Jn 8,1-11
En el Salmo (Sal 22) responsorial hemos rezado: «El Señor es mi pastor, nada me falta: en verdes praderas me hace recostar; me conduce hacia fuentes tranquilas y repara mis fuerzas. Me guía por el sendero justo, por el honor de su nombre. Aunque camine por cañadas oscuras, nada temo, porque tú vas conmigo: tu vara y tu cayado me sosiegan».
Esa es la experiencia que tuvieron estas dos mujeres, cuya historia hemos leído en las dos Lecturas: una mujer inocente, acusada falsamente, calumniada (Dan 13,41 ss), y una mujer pecadora (Jn 8,1ss). Ambas condenadas a muerte. La inocente y la pecadora. Algún Padre de la Iglesia veía en estas mujeres una figura de la Iglesia: santa, pero con hijos pecadores. Decían en una bonita expresión latina: la Iglesia es la “casta meretrix” (cfr. San Ambrosio), la santa con hijos pecadores.
Ambas mujeres estaban desesperadas, humanamente desesperadas. Pero Susana se fía de Dios. También hay dos grupos de personas, de hombres; ambos al servicio de la Iglesia: los jueces y los maestros de la Ley. No eran eclesiásticos, pero estaban al servicio de la Iglesia, en el tribunal y en la enseñanza de la Ley. Distintos. Los primeros, los que acusaban a Susana, eran corruptos: el juez corrupto, la figura emblemática en la historia. También en el Evangelio Jesús reprende, en la parábola de la viuda insistente, al juez corrupto que no creía en Dios y no le importaba nada de los demás. Los corruptos. Los doctores de la Ley no eran corruptos, sino hipócritas.

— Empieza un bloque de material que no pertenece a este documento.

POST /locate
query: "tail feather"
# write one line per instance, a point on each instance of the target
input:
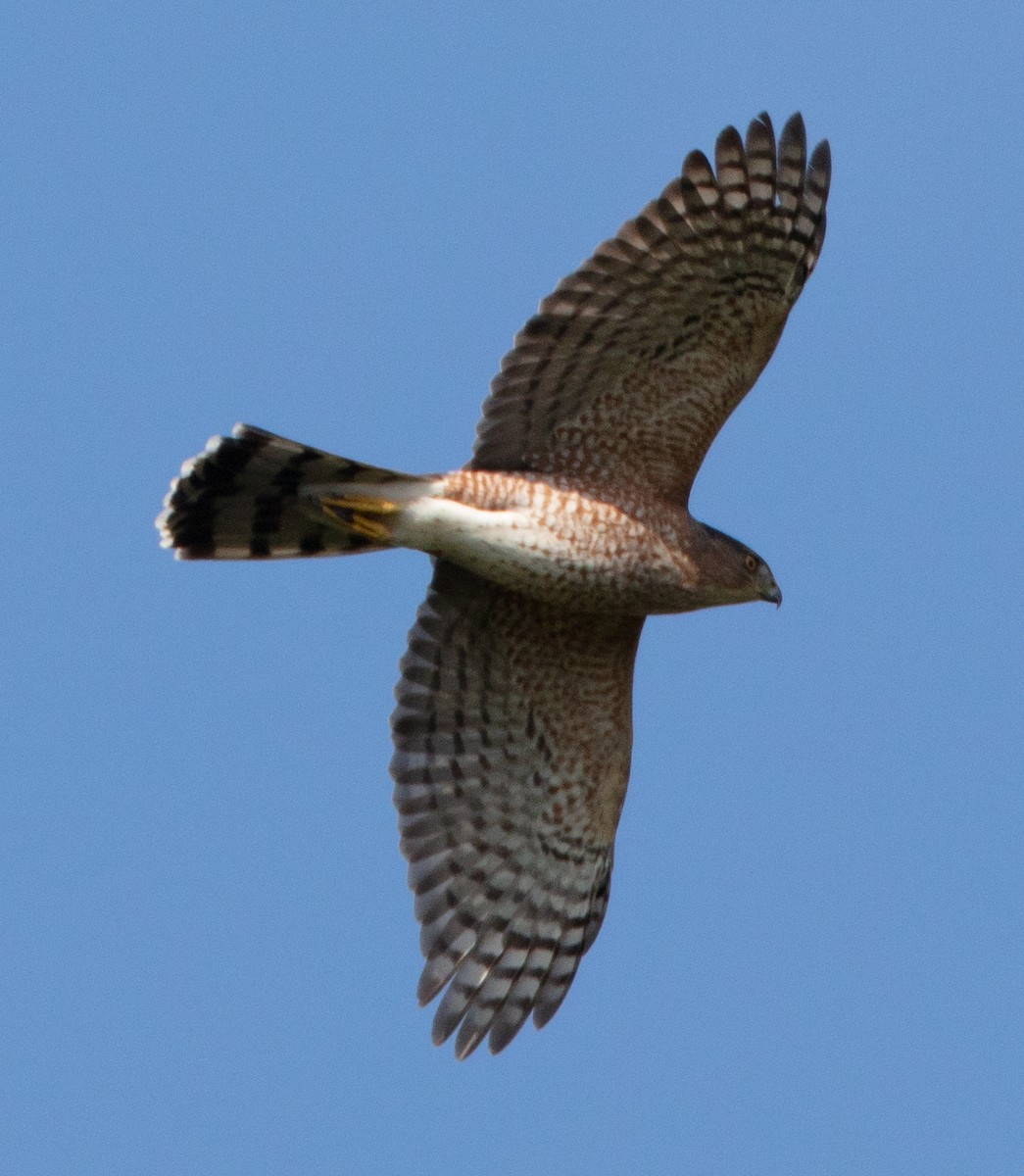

Y estas mujeres, una cayó en manos de los hipócritas y la otra en manos de los corruptos: no había escapatoria. «Aunque camine por cañadas oscuras, nada temo, porque tú vas conmigo: tu vara y tu cayado me sosiegan». Ambas mujeres estaban en un valle oscuro, caminaban por allí: un valle oscuro, hacia la muerte. La primera explícitamente se fía de Dios y el Señor interviene. La segunda, pobrecilla, sabe que es culpable, avergonzada ante todo el pueblo –porque el pueblo estaba presente en ambas situaciones– no lo dice el Evangelio, pero seguramente rezaba por dentro, pedía alguna ayuda.
¿Qué hace el Señor con esta gente? A la mujer inocente la salva, le hace justicia. A la mujer pecadora la perdona. A los jueces corruptos los condena; a los hipócritas los ayuda a convertirse y, ante el pueblo, dice: ¿A sí? «El que esté sin pecado, que le tire la primera piedra», y uno a uno se fueron yendo. Tiene cierta ironía el apóstol Juan aquí: «Ellos, al oírlo, se fueron escabullendo uno a uno, empezando por los más viejos». Les deja un poco de tiempo para arrepentirse; a los corruptos no los perdona, simplemente porque el corrupto es incapaz de pedir perdón, fue más lejos. Se cansó… no, no se cansó: no es capaz. La corrupción le quita hasta la capacidad que todos tenemos de avergonzarnos, de pedir perdón. No, el corrupto es seguro, va adelante, destruye, abusa de la gente, como a esta mujer, todo, todo… sigue adelante. Se pone en el lugar de Dios.
A las mujeres el Señor responde. A Susana la libera de esos corruptos, la hace ir adelante, y a la otra: «Tampoco yo te condeno. Anda, y en adelante no peques más». La deja ir. Y eso, delante del pueblo. En el primer caso, el pueblo alaba al Señor; en el segundo caso, el pueblo aprende. Aprende cómo es la misericordia de Dios.
Cada uno tiene sus historias. Cada uno tiene sus pecados. Y si no los recuerda, que piense un poco: los encontrará. Agradece a Dios si los encuentras, porque si no los hallas, eres un corrupto. Cada uno tiene sus pecados. Miremos al Señor que hace justicia pero que es tan misericordioso. No nos avergoncemos de estar en la Iglesia: avergoncémonos de ser pecadores. La Iglesia es madre de todos. Demos gracias a Dios por no ser corruptos, por ser pecadores. Y cada uno, viendo como Jesús actúa en estos casos, se fíe de la misericordia de Dios. Y rece, con confianza en la misericordia de Dios, pida perdón. Porque Dios «me guía por el sendero justo, por el honor de su nombre. Aunque camine por cañadas oscuras –el valle del pecado–, nada temo, porque tú vas conmigo: tu vara y tu cayado me sosiegan».